This is the mail archive of the
gcc-patches@gcc.gnu.org
mailing list for the GCC project.
Re: [PATH, SH] Small builtin_strlen improvement
- From: Oleg Endo <oleg dot endo at t-online dot de>
- To: Christian Bruel <christian dot bruel at st dot com>
- Cc: "gcc-patches at gcc dot gnu dot org" <gcc-patches at gcc dot gnu dot org>, Kaz Kojima <kkojima at rr dot iij4u dot or dot jp>
- Date: Fri, 18 Apr 2014 14:41:50 +0200
- Subject: Re: [PATH, SH] Small builtin_strlen improvement
- Authentication-results: sourceware.org; auth=none
- References: <533288C1 dot 1080306 at st dot com> <1396213352 dot 2352 dot 12 dot camel at yam-132-YW-E178-FTW> <53391CDB dot 3030905 at st dot com>
Sorry for the delayed reply.
On Mon, 2014-03-31 at 09:44 +0200, Christian Bruel wrote:
> On 03/30/2014 11:02 PM, Oleg Endo wrote:
> > Hi,
> >
> > On Wed, 2014-03-26 at 08:58 +0100, Christian Bruel wrote:
> >
> >> This patches adds a few instructions to the inlined builtin_strlen to
> >> unroll the remaining bytes for word-at-a-time loop.
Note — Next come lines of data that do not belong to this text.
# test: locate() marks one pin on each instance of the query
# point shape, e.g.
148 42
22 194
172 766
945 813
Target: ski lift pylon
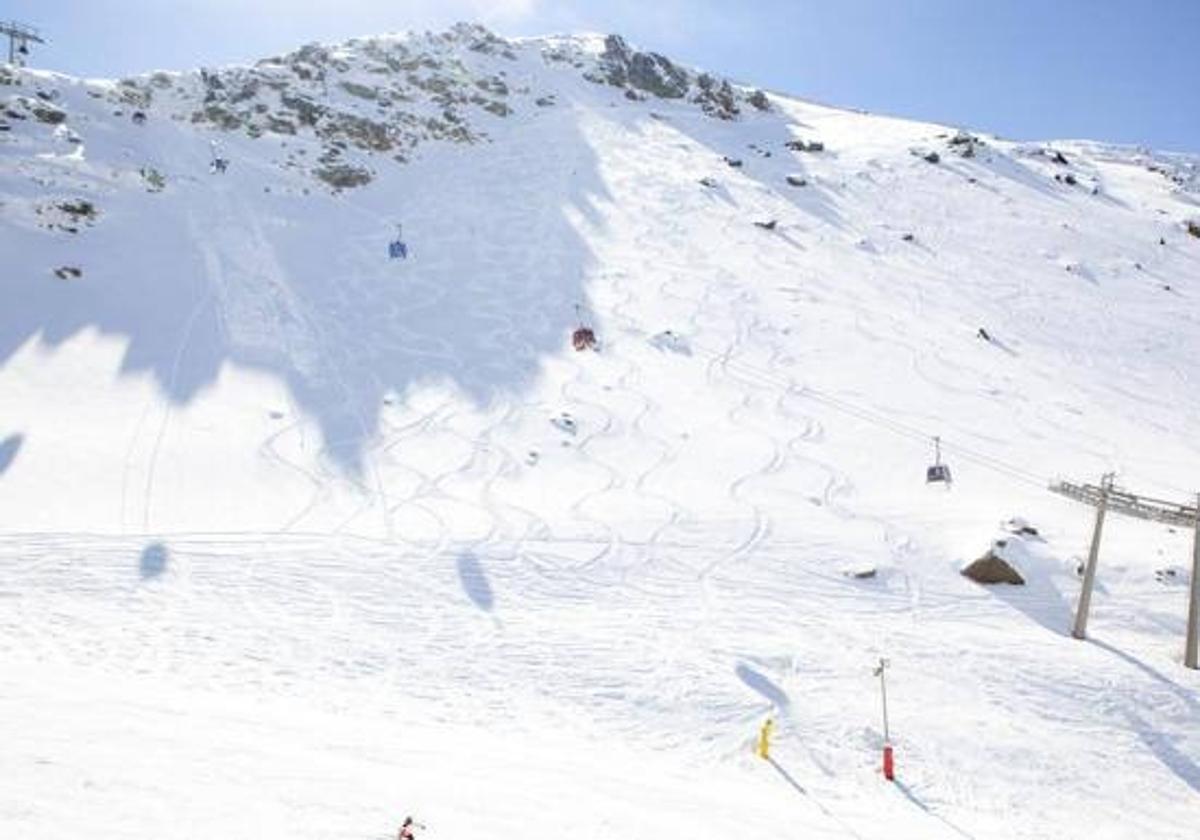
939 472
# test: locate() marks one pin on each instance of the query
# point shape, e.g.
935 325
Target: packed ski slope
297 539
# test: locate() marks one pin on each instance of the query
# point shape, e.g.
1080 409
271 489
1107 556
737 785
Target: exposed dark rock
654 73
991 568
343 177
759 100
360 90
48 114
717 99
306 111
79 209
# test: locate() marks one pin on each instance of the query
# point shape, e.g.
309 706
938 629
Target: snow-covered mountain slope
297 537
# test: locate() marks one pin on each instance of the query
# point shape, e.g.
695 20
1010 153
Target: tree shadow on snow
154 561
9 449
474 581
301 287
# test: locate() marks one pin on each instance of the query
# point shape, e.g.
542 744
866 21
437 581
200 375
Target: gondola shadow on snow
303 289
474 581
762 685
154 561
9 449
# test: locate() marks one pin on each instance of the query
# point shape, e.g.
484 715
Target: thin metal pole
883 691
1189 657
1085 598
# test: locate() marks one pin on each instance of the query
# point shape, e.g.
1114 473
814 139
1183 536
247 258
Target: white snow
297 539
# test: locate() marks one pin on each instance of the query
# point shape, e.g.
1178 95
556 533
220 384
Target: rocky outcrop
655 75
991 568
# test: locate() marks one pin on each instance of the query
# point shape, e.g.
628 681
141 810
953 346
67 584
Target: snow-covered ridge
294 533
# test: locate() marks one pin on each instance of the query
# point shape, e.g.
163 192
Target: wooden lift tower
1105 497
19 37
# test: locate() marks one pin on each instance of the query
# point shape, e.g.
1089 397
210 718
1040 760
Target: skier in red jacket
407 832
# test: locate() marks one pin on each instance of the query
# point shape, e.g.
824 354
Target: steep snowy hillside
297 537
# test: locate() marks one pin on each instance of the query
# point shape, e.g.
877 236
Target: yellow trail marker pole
765 738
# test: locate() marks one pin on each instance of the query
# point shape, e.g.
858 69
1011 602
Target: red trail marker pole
888 759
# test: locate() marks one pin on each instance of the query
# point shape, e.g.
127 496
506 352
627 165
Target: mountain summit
503 430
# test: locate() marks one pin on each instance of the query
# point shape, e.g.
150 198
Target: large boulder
643 71
991 568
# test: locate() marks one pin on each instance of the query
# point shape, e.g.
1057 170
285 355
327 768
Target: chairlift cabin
585 337
937 472
397 249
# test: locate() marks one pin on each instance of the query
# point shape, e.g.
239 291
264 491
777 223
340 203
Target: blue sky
1113 70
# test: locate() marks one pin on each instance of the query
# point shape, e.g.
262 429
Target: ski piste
294 533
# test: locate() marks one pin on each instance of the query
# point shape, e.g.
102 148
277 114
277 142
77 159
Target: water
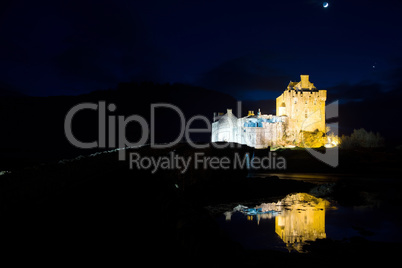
286 225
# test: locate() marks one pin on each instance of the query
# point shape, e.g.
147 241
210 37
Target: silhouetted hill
33 127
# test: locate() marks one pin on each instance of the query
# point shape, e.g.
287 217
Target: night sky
249 49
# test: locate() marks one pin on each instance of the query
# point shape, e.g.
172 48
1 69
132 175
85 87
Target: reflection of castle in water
298 218
302 219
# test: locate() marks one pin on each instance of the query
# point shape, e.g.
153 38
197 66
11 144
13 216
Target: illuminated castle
301 107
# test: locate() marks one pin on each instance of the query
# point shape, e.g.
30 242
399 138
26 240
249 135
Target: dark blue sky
250 49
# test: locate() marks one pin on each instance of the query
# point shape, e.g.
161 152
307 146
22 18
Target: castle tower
304 105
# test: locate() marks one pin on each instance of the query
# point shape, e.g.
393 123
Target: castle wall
301 107
305 109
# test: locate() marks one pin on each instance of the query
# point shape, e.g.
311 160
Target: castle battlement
301 107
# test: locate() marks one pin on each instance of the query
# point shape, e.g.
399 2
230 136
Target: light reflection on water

This enables to have
> >> 2 distinct execution paths (no fall-thru in the byte-at-a-time loop),
> >> allowing block alignment assignation. This partially improves the
> >> problem reported with by Oleg. in [Bug target/0539] New: [SH] builtin
> >> string functions ignore loop and label alignment
> > Actually, my original concern was the (mis)alignment of the 4 byte inner
> > loop. AFAIR it's better for the SH pipeline if the first insn of a loop
> > is 4 byte aligned.
>
> yes, this is why I haven't closed the PR. IMHO the problem is with the
> non-aligned loop stems from to the generic alignment code in final.c.
> changing branch frequencies is quite impacting to BB reordering as well.
> Further tuning of static branch estimations, or tuning of the LOOP_ALIGN
> macro is needed.
OK, I've updated PR 60539 accordingly.
> Note that my branch estimations in this code is very
> empirical, a dynamic profiling benchmarking would be nice as well.
> My point was just that forcing a local .align in this code is a
> workaround, as we should be able to rely on generic reordering/align
> code for this. So the tuning of loop alignment is more global (and well
> exhibited here indeed)
I think that those two are separate issues. I've opened a new PR 60884
for this. Let's continue the discussions and experiments there.
Cheers,
Oleg